The balancing rule for addNum

Every addNum must place the new number on the correct side and restore the invariant. There are several equivalent ways to write this; here is the cleanest to reason about, in two beats.

Beat 1: route the number through low into the right place. Push the new number onto low (the max-heap). Then immediately pop low’s top and push it onto high. Why this little dance? Pushing onto low and then moving its current maximum to high guarantees that whatever ends up on top of low is genuinely less than or equal to everything in high, so the ordering part of the invariant is preserved automatically. You never have to compare the new number against the cut by hand; the two pops and pushes sort it for you.

Beat 2: fix the balance. After beat 1, high may now have one more element than low (you moved something into high). If high is larger than low, pop high’s smallest and push it back onto low. Now the sizes differ by at most one, with low greater than or equal to high, which is the balance convention above.

Walk a tiny example to feel it. Start empty. Add 1: beat 1 pushes 1 to low, moves it to high; beat 2 sees high bigger, moves it back to low. Now low = [1], high = [], and findMedian returns 1.0. Add 2: beat 1 pushes 2 to low (so low holds 1 and 2), moves low’s max 2 to high; beat 2 sees sizes equal (1 and 1), does nothing. Now low = [1], high = [2], and findMedian returns (1 + 2) / 2 = 1.5. Add 3: it threads through and lands so that low = [1, 2] (as a max-heap, top 2) and high = [3]; low has one more, so findMedian returns 2.0. That sequence is exactly the provided example, and the answers 1.5 then 2.0 are what your test checks.

Exact complexity

addNum: O(log n). It does a constant number of heap pushes and pops (at most two pushes and two pops), and each heap operation is O(log n) on a heap of up to n elements. The routing dance does not change the order; it is a fixed handful of O(log n) operations.
findMedian: O(1). It peeks one or two heap tops (low[0], high[0]) and does constant arithmetic. Peeking the front of a heap is O(1); there is no pop.
Space: O(n). Every number added is stored in exactly one of the two heaps.

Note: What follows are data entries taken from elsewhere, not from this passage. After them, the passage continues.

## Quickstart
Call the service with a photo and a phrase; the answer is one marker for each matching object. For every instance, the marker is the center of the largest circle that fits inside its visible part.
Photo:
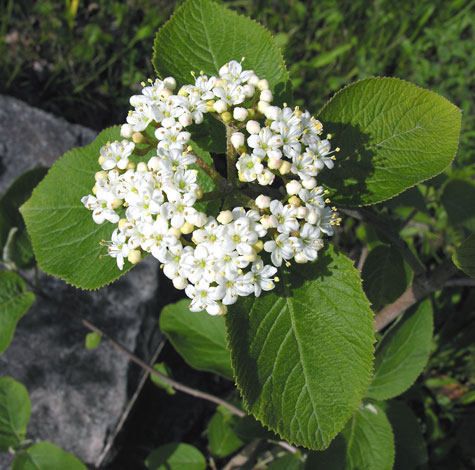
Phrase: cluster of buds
(274, 155)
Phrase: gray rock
(77, 395)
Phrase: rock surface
(77, 395)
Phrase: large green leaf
(176, 456)
(200, 338)
(392, 136)
(367, 442)
(15, 409)
(384, 276)
(411, 451)
(20, 251)
(464, 256)
(15, 301)
(302, 353)
(46, 456)
(402, 353)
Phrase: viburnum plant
(234, 191)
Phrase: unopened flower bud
(185, 119)
(134, 256)
(262, 202)
(309, 183)
(153, 164)
(142, 166)
(285, 167)
(262, 106)
(179, 282)
(137, 137)
(220, 106)
(274, 163)
(169, 83)
(237, 139)
(240, 114)
(225, 217)
(248, 90)
(266, 95)
(272, 112)
(126, 130)
(187, 228)
(300, 258)
(293, 187)
(226, 117)
(253, 127)
(263, 84)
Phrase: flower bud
(225, 217)
(169, 83)
(237, 139)
(187, 228)
(126, 130)
(142, 166)
(274, 163)
(248, 90)
(137, 137)
(153, 164)
(262, 202)
(272, 112)
(226, 117)
(134, 256)
(220, 106)
(293, 187)
(262, 106)
(179, 283)
(263, 84)
(240, 114)
(253, 127)
(266, 95)
(309, 183)
(285, 167)
(185, 119)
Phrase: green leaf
(46, 456)
(64, 236)
(384, 276)
(464, 256)
(367, 442)
(287, 462)
(458, 200)
(163, 369)
(302, 354)
(15, 409)
(21, 252)
(200, 338)
(222, 438)
(92, 340)
(15, 301)
(411, 451)
(202, 36)
(392, 134)
(402, 353)
(176, 456)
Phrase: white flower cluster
(215, 260)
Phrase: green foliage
(199, 338)
(19, 253)
(15, 301)
(389, 134)
(46, 456)
(15, 409)
(464, 256)
(176, 456)
(384, 276)
(402, 353)
(293, 350)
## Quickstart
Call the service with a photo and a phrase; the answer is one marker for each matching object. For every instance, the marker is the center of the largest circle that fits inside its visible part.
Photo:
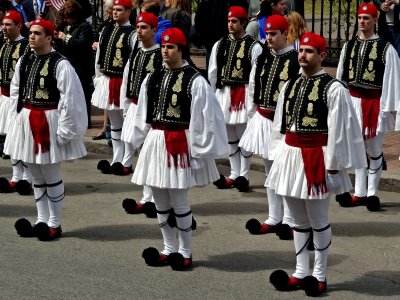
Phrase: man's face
(38, 38)
(309, 59)
(144, 31)
(120, 14)
(366, 23)
(10, 29)
(276, 39)
(234, 26)
(279, 8)
(171, 54)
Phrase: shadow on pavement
(361, 286)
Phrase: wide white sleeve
(72, 121)
(250, 106)
(213, 68)
(277, 138)
(124, 86)
(14, 89)
(390, 98)
(207, 130)
(140, 127)
(345, 148)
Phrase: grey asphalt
(99, 255)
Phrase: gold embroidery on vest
(45, 69)
(117, 61)
(150, 65)
(308, 121)
(310, 109)
(374, 52)
(369, 75)
(16, 51)
(314, 93)
(285, 73)
(177, 87)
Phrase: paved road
(99, 256)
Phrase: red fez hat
(173, 36)
(46, 24)
(314, 40)
(148, 18)
(15, 16)
(276, 22)
(237, 12)
(126, 3)
(367, 9)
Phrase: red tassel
(176, 144)
(238, 95)
(114, 87)
(40, 130)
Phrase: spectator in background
(297, 27)
(105, 132)
(267, 8)
(75, 41)
(389, 22)
(154, 6)
(178, 12)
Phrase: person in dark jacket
(75, 42)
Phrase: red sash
(370, 105)
(266, 113)
(176, 144)
(313, 158)
(114, 87)
(39, 127)
(5, 91)
(238, 95)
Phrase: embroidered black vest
(234, 60)
(169, 97)
(115, 49)
(38, 83)
(305, 104)
(366, 62)
(272, 72)
(140, 64)
(9, 55)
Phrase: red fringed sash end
(177, 148)
(238, 95)
(114, 87)
(40, 130)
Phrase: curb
(387, 183)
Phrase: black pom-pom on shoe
(23, 187)
(221, 182)
(373, 203)
(253, 226)
(24, 228)
(153, 258)
(279, 279)
(242, 184)
(149, 209)
(130, 206)
(117, 169)
(104, 166)
(4, 185)
(42, 231)
(178, 262)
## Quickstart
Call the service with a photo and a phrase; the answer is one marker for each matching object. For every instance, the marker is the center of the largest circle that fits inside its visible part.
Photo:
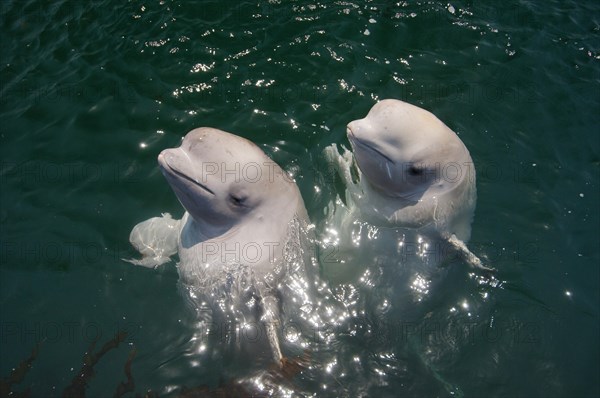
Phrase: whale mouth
(170, 170)
(367, 146)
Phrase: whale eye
(415, 171)
(238, 200)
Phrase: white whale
(413, 172)
(243, 220)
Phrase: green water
(92, 91)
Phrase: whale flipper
(156, 240)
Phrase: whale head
(406, 152)
(222, 179)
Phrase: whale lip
(356, 141)
(171, 172)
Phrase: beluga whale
(240, 236)
(407, 169)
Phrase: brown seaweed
(17, 375)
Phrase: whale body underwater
(243, 212)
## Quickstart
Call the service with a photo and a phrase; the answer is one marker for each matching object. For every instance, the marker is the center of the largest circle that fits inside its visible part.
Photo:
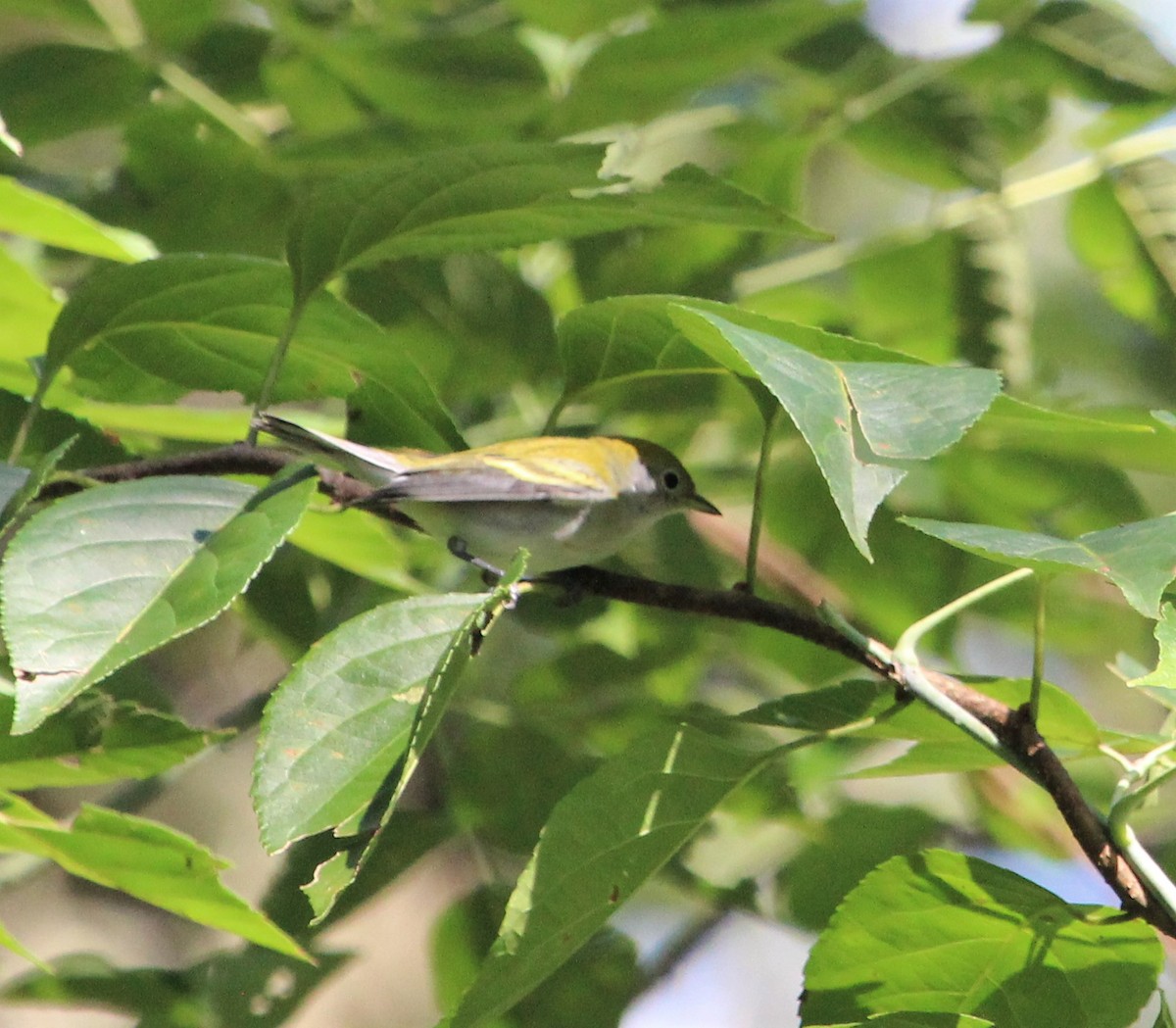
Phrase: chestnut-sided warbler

This is the payoff the naive approaches could not reach: cheap inserts and a constant-time median, at the same time.

The key insight, in one sentence

Keep the data split into a lower half (a max-heap) and an upper half (a min-heap), balanced so their sizes differ by at most one; the median is then always sitting at one of the two tops, so adding a number costs one logarithmic rebalance and reading the median costs nothing.

Your work this week

Write your Pattern Card first, with the two-heap invariant (ordering plus balance) in your own words, before you open the editor.
Implement MedianFinder yourself, in your own work repo (name the file solution.py so the provided test can import it). Build it incrementally: get addNum and findMedian working for one and two elements, then add the balancing, then run the provided test in tests/test_provided.py. Do not copy a solution; build it from the invariant above. Watch for the two classic bugs: forgetting to negate when you read low’s top (the max-heap negation trick has two halves), and getting the even-versus-odd median case backwards.
Confirm against the provided operation sequence locally, then submit to LeetCode’s judge. Test the edge cases yourself: the very first addNum (one element, median is that element), an even count (average of two tops), and a long run of addNum/findMedian interleavings to confirm the invariant holds over time.
Commit with a five-question debrief in the message. In answer 3, state the exact complexity above (addNum O(log n), findMedian O(1), space O(n)) and explain why neither naive approach achieves both.

When you can explain, from memory and with no AI open, what each heap holds, the two-part invariant, how the balancing rule preserves it, and why the median is always a top, you own this problem. That explanation is exactly what an interviewer will ask for, and the two-heap idea reappears anywhere a problem wants a running middle, a running k-th, or a split-at-a-threshold structure.